Personal information
- Born: 1 August 1916 Walsall, England
- Died: 17 November 1990 (aged 74) Borth, Wales

Sport
- Sport: Swimming
- Strokes: Freestyle
- Club: Walsall SC

Medal record
Women's swimming
Representing Great Britain
Olympic Games
| Bronze medal – third place | 1932 Los Angeles | 4×100 m freestyle |
European Championships (LC)
| Bronze medal – third place | 1934 Magdeburg | 4×100 m freestyle |
Representing England
British Empire Games
| Silver medal – second place | 1934 London | 3×110 yd medley |
| Bronze medal – third place | 1934 London | 4×100 yd freestyle |
| Bronze medal – third place | 1938 Sydney | 4×110 yd freestyle |

= Edna Hughes =

English competition swimmer

Edna Tildesley Hughes (1 August 1916 – 17 November 1990), later known by her married name Edna Redwood, was an English competition swimmer who represented Great Britain in the 1932 Summer Olympics and 1936 Summer Olympics.

== Biography ==
She was born in Walsall and died in Ceredigion in Wales.

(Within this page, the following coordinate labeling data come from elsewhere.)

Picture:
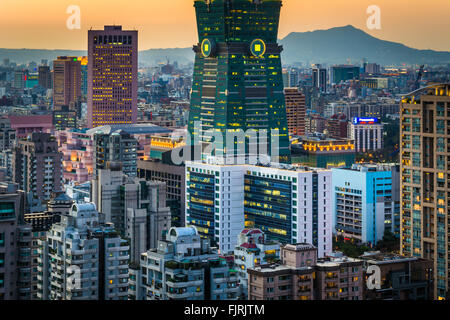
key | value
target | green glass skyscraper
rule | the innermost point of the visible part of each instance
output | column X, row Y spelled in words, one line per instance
column 237, row 84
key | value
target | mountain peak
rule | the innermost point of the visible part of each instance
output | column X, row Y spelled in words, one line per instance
column 340, row 44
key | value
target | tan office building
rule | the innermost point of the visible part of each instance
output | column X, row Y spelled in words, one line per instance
column 425, row 179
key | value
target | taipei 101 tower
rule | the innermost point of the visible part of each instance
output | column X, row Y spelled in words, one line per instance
column 237, row 83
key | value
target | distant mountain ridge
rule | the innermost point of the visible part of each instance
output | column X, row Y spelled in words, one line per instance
column 332, row 46
column 336, row 45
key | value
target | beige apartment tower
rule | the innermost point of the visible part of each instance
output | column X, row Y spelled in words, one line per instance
column 295, row 111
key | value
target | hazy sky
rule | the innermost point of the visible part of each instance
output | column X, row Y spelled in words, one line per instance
column 171, row 23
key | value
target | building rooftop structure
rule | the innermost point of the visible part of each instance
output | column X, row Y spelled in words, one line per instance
column 131, row 129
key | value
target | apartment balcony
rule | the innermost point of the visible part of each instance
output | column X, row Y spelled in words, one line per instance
column 182, row 284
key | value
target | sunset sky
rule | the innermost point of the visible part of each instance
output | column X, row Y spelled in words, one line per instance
column 41, row 24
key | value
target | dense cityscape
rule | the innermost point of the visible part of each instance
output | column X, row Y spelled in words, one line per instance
column 234, row 176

In the 1932 Olympics she won bronze medal in the 4×100 m freestyle relay event. She was also fourth in her first round heat of 100 m freestyle event and did not advance. Four years later she was sixth in the 4×100 m freestyle relay event.

At the 1938 British Empire Games in Sydney, Australia, she won a bronze medal in the 4×110 yd freestyle relay.